Big data and official statistics

Will government statisticians act to take advantage of this potential new and important source? Hope so, but fear not.

Yesterday I went to an event on Big Data and Official Statistics. The event was hosted by the RSS and sponsored/supported by ODI and Data Pop Alliance.

The afternoon was spent dealing with three questions. My thoughts on each are briefly summarised below.

How would you define big data?

Big data – data sets with sizes beyond the ability of commonly used software tools and commonly held skills to capture, curate, manage, and process. Big data, and thus the statistics derived from big data, would mostly be created as a by-product of a process that arose as a result of non-statistical activity.

What are the opportunities for official statistics from big data?

It seems that all sorts – large corporates, scientists and small start-ups – do big data and they must do it for a reason. Part of their rationale is speculative as no one can know where the “big data” fashion will end but they do it as it is, or is expected to be, enabling, informative and good for decision-making.

The same should be true for official statistics too – we don’t know where it will lead but there is scope for new, more and more accurate data, produced in a more timely fashion, and probably cheaper (eventually). For NSIs to ignore the opportunity could be to sign their death warrant. Others will encroach in their space leaving the government statisticians with less and less to do. They will maintain their monopoly over official GDP and some other stats but not to engage and lead the big data owners to a place where the data can be a coherent part of the whole (as opposed to unused or used in a detached way) would be damaging to the core of the nation’s evidence base for society.

Response rates are falling and surveys failing, and many of the groups of particular interest do not respond or do not do so in great enough numbers or with adequate accuracy, so action is needed to maintain and enhance the data quality. The economy and society is no longer the one of simple post war definitions when a small army of clipboard data collectors and a big ledger delivered the nation’s numbers.

Government big data is not really big big data as per science so it’s not an impossible task. The 3Vs – volume, velocity and variety – are relatively easy to deal with in social and economic statistics.

Statisticians can help to set the agenda and contextualise if they get their skates on. Or they will be left to wither. Change will happen without them but they can improve the end product if they engage.

An open mind and some experimentation is needed. Some resulting data will be good and useful, some won’t. And the ultimate use is unknowable. Who would have known, if asked 20 years ago, where the internet would have taken us?

What are the challenges / pitfalls that ‘big data’ approaches to official statistics face?

Official statisticians and many academics will have to let old methods and old definitions go.
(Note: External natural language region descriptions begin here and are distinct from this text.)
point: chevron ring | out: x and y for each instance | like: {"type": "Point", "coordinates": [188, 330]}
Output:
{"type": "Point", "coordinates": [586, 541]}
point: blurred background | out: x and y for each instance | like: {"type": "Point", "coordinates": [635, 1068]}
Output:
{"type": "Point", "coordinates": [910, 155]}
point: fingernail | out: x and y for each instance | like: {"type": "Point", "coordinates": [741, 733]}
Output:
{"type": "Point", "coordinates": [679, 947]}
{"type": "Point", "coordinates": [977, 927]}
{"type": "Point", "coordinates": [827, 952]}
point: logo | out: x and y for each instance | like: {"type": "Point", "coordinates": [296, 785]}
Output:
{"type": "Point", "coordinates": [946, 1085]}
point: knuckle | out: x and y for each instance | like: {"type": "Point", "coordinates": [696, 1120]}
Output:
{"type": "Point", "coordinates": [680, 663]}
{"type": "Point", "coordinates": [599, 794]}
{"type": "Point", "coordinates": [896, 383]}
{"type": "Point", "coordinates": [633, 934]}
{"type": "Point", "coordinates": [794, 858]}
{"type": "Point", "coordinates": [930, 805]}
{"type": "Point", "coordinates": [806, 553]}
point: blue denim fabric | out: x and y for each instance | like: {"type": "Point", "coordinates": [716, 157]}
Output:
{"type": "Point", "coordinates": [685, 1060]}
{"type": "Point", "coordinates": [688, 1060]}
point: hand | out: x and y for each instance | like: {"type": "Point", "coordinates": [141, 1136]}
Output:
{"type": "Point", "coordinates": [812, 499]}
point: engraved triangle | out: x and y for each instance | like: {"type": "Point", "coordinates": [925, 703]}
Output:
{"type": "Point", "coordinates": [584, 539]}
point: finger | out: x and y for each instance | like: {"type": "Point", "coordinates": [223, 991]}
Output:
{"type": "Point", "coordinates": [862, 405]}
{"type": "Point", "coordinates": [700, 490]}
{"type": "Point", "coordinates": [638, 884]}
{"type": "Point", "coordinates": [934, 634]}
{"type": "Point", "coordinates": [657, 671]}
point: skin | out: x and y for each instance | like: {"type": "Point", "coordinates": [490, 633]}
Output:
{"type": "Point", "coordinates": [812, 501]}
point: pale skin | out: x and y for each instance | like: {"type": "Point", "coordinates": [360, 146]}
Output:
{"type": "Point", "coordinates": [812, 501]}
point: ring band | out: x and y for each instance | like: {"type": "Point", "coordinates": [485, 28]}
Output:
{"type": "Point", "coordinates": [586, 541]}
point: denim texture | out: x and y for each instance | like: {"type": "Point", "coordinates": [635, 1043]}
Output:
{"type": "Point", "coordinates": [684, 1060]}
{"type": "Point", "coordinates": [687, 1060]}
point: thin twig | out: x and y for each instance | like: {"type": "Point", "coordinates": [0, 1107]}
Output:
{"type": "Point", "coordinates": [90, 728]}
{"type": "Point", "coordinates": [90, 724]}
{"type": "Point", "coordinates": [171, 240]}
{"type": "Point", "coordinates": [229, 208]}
It’s time to adopt a nuclear approach rather than stay with bows and arrows.

There’s no gain in inaction while hiding behind EU requirements for dated statistics or over inflated concerns about privacy. Security is being handled by large privates so it and ethics can be handled by the state too.

Most of the issues with big data are really just the same ones that exist with small data – what do the figures really mean, when is a trend a trend, etc?

I suspect that one major shift that is required in the minds/expectations of the user is that big data is better for “now casting” and probably worse for long term histories as data definitions will change – and statisticians will have little control on that. How do statisticians handle that?